MIME-Version: 1.0
In-Reply-To: <20160413190152.GA29753@mail.hallyn.com>
References: <20160321234133.GA22463@mail.hallyn.com> <20160413175736.GC3676@htj.duckdns.org>
 <20160413184639.GA29483@mail.hallyn.com> <20160413185033.GH3676@htj.duckdns.org>
 <20160413190152.GA29753@mail.hallyn.com>
From: Aditya Kali <adityakali@google.com>
Date: Wed, 13 Apr 2016 16:31:07 -0700
Message-ID: <CAGr1F2HXJ1BdMFY+vF40O_khE+4S7OnbQPv-h1Q_AmGGhL7mzw@mail.gmail.com>
Subject: Re: [RFC PATCH] cgroup namespaces: add a 'nsroot=' mountinfo field
To: "Serge E. Hallyn" <serge@hallyn.com>
Cc: Tejun Heo <tj@kernel.org>, Linux API <linux-api@vger.kernel.org>,
        Linux Containers <containers@lists.osdl.org>,
        "Eric W. Biederman" <ebiederm@xmission.com>,
        cgroups mailinglist <cgroups@vger.kernel.org>,
        lkml <linux-kernel@vger.kernel.org>
Content-Type: text/plain; charset=UTF-8
Sender: linux-kernel-owner@vger.kernel.org
Content-Length: 2038
Lines: 42

On Wed, Apr 13, 2016 at 12:01 PM, Serge E. Hallyn <serge@hallyn.com> wrote:
> Quoting Tejun Heo (tj@kernel.org):
>> Hello, Serge.
>>
>> On Wed, Apr 13, 2016 at 01:46:39PM -0500, Serge E. Hallyn wrote:
>> > It's not a leak of any information we're trying to hide.  I realize
>> > something like 8 years have passed, but I still basically go by the
>> > ksummit guidance that containers are ok but the kernel's first priority
>> > is to facilitate containers but not trick containers into thinking
>> > they're not containerized.  So long as the container is properly set
>> > up, I don't think there's anything the workload could do with the
>> > nsroot= info other than *know* that it is in a ns cgroup.
>> >
>> > If we did change that guidance, there's a slew of proc info that we
>> > could better virtualize :)
>>
>> I see.  I'm just wondering because the information here seems a bit
>> gratuituous.  Isn't the only thing necessary telling whether the root
>> is bind mounted or namescoped?  Wouldn't simple "nsroot" work for that
>> purpose?
>
> I don't think so - we could be in a cgroup namespace but still have
> access only to bind-mounted cgroups.  So we need to compare the
> superblock dentry root field to the nsroot= value.

Umm, I don't think this is such a good idea.
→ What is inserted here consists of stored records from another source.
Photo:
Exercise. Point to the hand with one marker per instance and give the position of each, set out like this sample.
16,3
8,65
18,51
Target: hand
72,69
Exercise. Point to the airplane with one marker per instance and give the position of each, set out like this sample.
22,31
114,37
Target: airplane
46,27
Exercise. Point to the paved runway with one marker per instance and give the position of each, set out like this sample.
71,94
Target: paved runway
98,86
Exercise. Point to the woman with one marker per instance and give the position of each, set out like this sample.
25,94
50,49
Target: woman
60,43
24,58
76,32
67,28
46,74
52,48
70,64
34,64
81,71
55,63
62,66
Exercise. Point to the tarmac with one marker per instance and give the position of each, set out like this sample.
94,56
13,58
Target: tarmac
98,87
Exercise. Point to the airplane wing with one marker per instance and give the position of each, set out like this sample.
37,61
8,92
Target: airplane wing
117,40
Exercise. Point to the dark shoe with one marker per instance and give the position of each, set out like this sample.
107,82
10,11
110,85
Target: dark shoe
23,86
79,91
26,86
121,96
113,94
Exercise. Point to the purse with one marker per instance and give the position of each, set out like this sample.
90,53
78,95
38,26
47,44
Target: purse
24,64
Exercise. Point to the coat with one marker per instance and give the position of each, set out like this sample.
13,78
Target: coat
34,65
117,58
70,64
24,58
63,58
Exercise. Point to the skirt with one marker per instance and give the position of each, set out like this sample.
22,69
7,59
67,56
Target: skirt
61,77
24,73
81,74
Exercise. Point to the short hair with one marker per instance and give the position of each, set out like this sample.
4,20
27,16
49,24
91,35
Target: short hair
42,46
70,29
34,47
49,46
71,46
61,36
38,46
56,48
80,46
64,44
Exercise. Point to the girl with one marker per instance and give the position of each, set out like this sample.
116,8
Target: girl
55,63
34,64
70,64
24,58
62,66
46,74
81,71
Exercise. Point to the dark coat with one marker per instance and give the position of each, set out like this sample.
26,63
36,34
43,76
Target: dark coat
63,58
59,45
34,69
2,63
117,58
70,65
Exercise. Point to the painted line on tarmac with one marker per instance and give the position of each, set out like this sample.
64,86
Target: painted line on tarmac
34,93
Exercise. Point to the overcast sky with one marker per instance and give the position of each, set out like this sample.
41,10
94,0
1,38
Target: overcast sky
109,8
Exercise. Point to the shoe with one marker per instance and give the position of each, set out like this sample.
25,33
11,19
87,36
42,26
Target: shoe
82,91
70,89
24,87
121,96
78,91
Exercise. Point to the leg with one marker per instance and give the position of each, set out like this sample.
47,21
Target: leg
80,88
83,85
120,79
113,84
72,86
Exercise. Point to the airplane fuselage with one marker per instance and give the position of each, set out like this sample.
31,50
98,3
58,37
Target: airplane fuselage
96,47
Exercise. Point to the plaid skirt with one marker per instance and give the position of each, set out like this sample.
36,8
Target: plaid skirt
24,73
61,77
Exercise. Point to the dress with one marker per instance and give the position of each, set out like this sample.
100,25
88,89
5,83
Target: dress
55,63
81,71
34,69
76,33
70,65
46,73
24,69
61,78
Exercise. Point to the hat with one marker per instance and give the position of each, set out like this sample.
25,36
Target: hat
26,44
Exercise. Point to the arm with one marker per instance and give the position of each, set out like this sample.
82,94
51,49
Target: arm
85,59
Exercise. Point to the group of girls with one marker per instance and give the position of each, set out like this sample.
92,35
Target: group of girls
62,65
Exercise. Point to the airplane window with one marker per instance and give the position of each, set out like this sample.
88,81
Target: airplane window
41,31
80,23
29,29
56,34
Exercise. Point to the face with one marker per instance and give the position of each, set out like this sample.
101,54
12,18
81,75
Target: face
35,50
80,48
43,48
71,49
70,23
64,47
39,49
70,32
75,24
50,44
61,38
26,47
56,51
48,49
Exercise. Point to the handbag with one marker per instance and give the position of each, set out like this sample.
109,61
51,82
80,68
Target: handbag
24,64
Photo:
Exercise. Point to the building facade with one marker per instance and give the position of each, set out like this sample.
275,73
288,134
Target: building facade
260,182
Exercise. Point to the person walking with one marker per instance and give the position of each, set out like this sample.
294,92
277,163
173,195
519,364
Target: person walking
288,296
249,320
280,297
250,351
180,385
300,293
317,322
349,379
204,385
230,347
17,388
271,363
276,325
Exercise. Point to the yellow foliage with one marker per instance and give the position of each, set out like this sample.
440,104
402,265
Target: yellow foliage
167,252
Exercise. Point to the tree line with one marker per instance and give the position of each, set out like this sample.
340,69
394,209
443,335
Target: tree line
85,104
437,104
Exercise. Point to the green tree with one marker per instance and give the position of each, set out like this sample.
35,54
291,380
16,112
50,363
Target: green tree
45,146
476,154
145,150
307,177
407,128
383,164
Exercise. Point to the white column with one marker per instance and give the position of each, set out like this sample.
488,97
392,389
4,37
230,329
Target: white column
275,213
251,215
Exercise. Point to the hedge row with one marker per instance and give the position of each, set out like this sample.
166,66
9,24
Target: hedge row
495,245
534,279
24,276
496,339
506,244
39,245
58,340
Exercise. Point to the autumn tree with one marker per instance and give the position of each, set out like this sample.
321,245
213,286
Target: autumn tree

The main purpose of
cgroup namespace was to prevent this exposure of system cgroup
hierarchy that used to happen because of /proc/self/cgroup. Wouldn't
showing that information in /proc/self/mountinfo defeat the purpose?

> One practical problem I've found with cgroup namespaces is that there
> is no way to disambiguate between a cgroupfs mount which was done in
> a cgroup namespace, and a bind mount of a cgroupfs directory.

Thats actually by design, no? Namespaced apps should not know/care if
they are running inside namespace. If they can find it out today, its
just because of certain side-effects. I fear adding explicit "nsroot"
or something in /proc/self/mountinfo now becomes an API making it hard
to virtualize user-apps again.

-- 
Aditya